Montrons autant de détermination que la Commission européenne sur l'interopérabilité ! Selon une dernière dépêche, elle a envoyé une nouvelle lettre à Microsoft pour lui signifier qu'il ne respectait toujours pas les mesures anti-trusts imposés par Bruxelles en mars 2004 ; les services européens de la concurrence exigent de Microsoft qu'il fournisse à ses rivaux la documentation nécessaire au dialogue, ou interopérabilité de son système d'exploitation vedette Windows avec les produits concurrents. La Commission a même menacé Microsoft, fin décembre, d'amendes pouvant aller jusqu'à deux millions par jour.

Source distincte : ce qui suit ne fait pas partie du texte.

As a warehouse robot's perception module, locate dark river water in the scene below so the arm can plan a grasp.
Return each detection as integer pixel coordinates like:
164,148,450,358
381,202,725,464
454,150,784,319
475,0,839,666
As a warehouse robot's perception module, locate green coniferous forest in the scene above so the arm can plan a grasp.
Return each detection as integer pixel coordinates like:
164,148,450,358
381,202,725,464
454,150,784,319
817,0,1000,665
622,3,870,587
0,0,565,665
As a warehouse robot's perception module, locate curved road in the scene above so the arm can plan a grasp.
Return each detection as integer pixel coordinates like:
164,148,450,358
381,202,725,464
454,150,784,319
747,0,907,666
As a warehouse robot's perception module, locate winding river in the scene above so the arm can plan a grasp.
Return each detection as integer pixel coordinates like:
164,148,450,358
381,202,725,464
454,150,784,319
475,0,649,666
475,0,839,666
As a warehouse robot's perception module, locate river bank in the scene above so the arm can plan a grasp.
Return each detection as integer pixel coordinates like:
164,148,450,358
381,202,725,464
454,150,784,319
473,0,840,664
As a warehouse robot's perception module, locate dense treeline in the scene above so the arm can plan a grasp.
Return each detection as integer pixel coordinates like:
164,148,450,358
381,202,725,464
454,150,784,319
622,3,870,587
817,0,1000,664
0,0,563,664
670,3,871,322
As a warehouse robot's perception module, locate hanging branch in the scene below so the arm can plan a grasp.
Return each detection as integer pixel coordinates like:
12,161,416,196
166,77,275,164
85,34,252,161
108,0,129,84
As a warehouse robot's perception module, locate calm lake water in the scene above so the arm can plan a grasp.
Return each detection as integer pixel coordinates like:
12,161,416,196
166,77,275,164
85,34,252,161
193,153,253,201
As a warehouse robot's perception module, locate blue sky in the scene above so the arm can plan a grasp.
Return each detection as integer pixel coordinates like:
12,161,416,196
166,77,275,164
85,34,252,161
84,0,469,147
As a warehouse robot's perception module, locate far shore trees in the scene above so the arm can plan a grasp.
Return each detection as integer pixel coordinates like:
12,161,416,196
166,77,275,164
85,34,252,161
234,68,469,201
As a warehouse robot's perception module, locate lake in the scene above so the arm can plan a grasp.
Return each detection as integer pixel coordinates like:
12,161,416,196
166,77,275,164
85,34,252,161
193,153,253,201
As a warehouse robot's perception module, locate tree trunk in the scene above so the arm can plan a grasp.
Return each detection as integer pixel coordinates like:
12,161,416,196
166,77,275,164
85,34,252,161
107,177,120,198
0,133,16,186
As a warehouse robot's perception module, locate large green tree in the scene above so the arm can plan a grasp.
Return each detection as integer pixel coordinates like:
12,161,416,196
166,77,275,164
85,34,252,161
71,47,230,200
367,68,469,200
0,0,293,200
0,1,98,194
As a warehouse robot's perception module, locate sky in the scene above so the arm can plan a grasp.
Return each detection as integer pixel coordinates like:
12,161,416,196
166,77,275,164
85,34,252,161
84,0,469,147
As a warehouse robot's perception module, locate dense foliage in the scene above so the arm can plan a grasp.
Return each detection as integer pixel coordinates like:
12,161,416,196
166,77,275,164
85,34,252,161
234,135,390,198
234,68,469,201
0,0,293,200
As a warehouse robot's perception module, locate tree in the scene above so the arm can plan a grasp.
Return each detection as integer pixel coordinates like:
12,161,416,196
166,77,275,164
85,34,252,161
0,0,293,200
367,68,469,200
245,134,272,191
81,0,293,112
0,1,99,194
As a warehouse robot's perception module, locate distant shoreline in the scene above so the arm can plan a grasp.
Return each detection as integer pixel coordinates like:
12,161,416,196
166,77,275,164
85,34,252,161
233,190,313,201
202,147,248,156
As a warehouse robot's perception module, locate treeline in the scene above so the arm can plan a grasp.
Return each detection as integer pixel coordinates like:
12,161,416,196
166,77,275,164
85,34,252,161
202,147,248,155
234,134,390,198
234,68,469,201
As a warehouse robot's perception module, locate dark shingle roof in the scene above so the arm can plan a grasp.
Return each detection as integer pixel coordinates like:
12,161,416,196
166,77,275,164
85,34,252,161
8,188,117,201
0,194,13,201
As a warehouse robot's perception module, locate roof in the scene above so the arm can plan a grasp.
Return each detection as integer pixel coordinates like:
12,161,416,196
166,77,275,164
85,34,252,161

M. Frédéric Dutoit - Monsieur le ministre, je ne comprends pas pourquoi vous refusez cette définition claire de l'interopérabilité - dont en fait, semble-t-il, vous ne voulez pas...
M. Richard Cazenave - J'entends beaucoup de choses très injustes... Nous avons déjà pris des mesures pour garantir l'interopérabilité, et nous aurons l'occasion de les affermir encore. Je vous renvoie à l'article 7.
M. Christian Paul - Pourquoi le Gouvernement le réécrit-il ?
M. Richard Cazenave - C'est une fausse information, ce n'est pas le Gouvernement qui réécrit l'article 7.
M. Christian Paul - Qui d'autre alors ?
M. Richard Cazenave - Reconnaissez donc les progrès immenses qui ont été faits par rapport au texte initial, grâce au travail parlementaire et parce que le ministre a accepté d'entendre nos arguments. Par ailleurs, arrêtez de dire que les mesures techniques que la directive nous impose de prendre vont conduire au « flicage » des internautes : le flicage aurait bien plus résulté de la nécessité de repérer ceux qui auraient pratiqué le téléchargement sans avoir acquitté la licence globale optionnelle... Ici, nous mettons en place un suivi de l'œuvre.
Mme Martine Billard - C'est la même chose !
M. Richard Cazenave - Pas du tout ! Il n'y aura pas de flicage général des activités de l'internaute. Évitons les procès d'intention et abstenons-nous de refaire sans cesse l'ensemble du débat.